Barnes & Noble treats Nook Color to Froyo; unveils Nook Apps

Just as promised, Barnes & Noble rolled out a major update for the Nook Color on Monday, which has the 7-inch slate looking even more like a tablet than an e-book reader now.

Just as promised, Barnes & Noble rolled out a major update for the Nook Color on Monday, which has the 7-inch slate looking even more like a tablet than an e-book reader now.

There's no need to hack the Nook Color into an Android tablet anymore as B&N is giving out the power for free. The biggest feature found in the v1.2 firmware update is the inclusion of Android 2.2. Additionally, alongside this upgraded operating system, there is yet another mobile app store open for business: Nook Apps.

There are approximately 125 apps available immediately that are customized for the Nook Color. Sure, that might not seem like a huge number, but even Apple's iTunes App Store started small. Furthermore, developers are welcome to continue submitting apps and using the tools that B&N has already provided.

Free apps are available, mainly for the organizational basics such as for calendars and notes. Otherwise, a large quantity is priced at $5.99 or less while approximately half of the collection retails for $2.99 each or less.

The Nook Color even has something that the BlackBerry PlayBook doesn't have (at least for now): a pre-loaded e-mail app! Nook Email is a simple app, much like the mobile browser version of Gmail. It even looks a bit like the iPhone's Mail app, and like that program, Nook Mail is ready for most of the major web-based email services such as Gmail, Yahoo Mail, Hotmail and AOL.

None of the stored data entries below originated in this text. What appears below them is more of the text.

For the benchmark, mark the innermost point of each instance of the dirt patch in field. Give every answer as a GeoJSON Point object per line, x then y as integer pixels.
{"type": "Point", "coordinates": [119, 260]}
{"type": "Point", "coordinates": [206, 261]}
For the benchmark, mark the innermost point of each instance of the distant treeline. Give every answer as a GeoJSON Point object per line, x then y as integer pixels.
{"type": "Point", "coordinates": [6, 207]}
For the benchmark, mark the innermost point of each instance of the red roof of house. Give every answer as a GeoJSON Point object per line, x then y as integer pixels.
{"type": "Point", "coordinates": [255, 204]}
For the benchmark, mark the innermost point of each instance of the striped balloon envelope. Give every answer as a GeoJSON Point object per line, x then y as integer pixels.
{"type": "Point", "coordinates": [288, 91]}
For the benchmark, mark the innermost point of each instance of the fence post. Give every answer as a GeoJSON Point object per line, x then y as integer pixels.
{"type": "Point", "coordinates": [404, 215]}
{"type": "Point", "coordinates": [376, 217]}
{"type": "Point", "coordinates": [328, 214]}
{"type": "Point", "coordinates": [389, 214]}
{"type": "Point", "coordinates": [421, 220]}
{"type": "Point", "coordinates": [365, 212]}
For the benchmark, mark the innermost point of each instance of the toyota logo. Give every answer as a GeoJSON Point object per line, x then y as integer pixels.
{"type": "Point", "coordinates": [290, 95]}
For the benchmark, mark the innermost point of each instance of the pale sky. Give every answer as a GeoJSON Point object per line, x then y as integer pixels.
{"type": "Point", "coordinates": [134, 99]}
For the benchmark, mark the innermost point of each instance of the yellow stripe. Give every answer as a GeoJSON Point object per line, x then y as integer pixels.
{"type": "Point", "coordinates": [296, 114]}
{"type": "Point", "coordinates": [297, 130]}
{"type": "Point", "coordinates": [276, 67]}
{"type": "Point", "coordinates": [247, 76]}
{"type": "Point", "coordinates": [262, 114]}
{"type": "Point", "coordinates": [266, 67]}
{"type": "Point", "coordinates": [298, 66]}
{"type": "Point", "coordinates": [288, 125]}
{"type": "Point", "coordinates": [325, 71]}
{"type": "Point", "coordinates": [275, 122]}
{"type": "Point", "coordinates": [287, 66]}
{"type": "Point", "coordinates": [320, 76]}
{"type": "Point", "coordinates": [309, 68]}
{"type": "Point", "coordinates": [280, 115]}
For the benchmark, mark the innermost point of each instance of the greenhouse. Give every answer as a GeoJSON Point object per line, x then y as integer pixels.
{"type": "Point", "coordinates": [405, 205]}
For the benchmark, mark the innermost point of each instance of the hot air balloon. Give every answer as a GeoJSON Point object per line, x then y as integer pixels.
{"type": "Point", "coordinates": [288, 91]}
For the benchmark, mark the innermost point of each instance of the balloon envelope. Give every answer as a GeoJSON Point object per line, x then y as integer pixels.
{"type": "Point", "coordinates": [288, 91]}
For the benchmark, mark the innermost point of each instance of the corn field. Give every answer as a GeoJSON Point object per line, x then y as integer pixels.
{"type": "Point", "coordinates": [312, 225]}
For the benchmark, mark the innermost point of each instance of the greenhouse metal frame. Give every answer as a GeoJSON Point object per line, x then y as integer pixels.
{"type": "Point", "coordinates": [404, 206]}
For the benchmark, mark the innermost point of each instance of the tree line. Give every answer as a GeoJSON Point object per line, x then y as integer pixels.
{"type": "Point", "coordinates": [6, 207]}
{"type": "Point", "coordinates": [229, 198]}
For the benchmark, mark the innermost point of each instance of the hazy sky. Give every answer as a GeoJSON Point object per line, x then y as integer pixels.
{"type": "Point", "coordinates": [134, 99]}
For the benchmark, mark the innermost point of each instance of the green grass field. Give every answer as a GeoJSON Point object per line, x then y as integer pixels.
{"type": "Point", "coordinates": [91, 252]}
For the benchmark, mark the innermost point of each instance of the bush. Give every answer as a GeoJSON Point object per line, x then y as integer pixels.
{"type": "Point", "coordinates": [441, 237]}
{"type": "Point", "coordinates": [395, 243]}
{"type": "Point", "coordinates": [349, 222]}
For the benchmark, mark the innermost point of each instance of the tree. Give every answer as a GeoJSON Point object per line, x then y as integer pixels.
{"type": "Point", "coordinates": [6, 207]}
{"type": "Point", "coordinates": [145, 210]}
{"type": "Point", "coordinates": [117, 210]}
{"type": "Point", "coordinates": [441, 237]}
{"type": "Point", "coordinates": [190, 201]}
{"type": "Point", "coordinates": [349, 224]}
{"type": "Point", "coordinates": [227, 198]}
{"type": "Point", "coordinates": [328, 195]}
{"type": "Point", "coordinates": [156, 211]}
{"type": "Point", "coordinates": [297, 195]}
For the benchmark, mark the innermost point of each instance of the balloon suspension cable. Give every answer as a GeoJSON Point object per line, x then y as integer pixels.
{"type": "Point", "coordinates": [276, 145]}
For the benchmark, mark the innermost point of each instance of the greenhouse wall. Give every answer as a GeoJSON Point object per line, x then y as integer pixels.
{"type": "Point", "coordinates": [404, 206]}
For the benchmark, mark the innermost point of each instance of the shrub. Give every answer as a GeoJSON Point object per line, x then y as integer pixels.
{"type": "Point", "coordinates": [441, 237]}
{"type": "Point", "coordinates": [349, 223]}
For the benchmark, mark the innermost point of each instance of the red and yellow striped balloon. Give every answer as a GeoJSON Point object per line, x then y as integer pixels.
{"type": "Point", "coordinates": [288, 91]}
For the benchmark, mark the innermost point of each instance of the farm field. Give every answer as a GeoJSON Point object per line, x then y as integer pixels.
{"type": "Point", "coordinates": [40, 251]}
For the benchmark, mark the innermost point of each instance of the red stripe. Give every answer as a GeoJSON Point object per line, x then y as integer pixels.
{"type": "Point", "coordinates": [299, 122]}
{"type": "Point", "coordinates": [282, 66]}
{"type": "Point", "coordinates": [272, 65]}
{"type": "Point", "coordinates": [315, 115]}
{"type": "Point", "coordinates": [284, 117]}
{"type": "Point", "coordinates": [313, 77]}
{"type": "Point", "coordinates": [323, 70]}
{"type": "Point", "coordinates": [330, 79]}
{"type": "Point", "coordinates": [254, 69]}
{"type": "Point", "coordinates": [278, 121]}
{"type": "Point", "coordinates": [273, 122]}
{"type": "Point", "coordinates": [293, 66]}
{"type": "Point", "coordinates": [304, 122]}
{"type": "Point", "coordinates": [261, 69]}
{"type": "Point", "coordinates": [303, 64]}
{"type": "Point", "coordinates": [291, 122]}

Speaking of familiar apps, there are plenty available in Nook Apps that we've seen elsewhere now optimized for this device, such as Pulse (as seen on the iPad), Epicurious, Lonely Planet phrasebooks, and of course, Angry Birds. (Let's face it: no device that supports gaming apps could go without Angry Birds these days.)

However, thanks to the inclusion of Adobe Flash Player support in this firmware update, the line between apps and books is becoming somewhat blurred. Interactive features (mainly videos) appear in over 150 digital magazines and newspapers available on the device, along with more than 225 titles. This is best seen (and most useful) in two places: cookbooks (for obvious reasons) and children's books, where the Nook Color is the strongest in comparison to other e-book readers and even most tablets.

Some of the most classic children's books, including Dr. Seuss' Cat in the Hat, has been designed especially for this device with learning games, drawing activities and more to make children's stories literally jump off the digital page. It's quite smart for Barnes & Noble to focus on this market as there aren't any other tablets or e-book readers to speak of (with maybe the exception of the iPad) that really offer so much for children.

Again, the interactive offerings are a bit limited at first, but the SDK has only been out for a few months. Adobe AIR is also included in this firmware update, so that should speed up the development process exponentially. If you're a developer interested in creating some apps for this platform, joining the developer program is free, and developers will receive 70% of the revenue from any paid app purchased by B&N customers.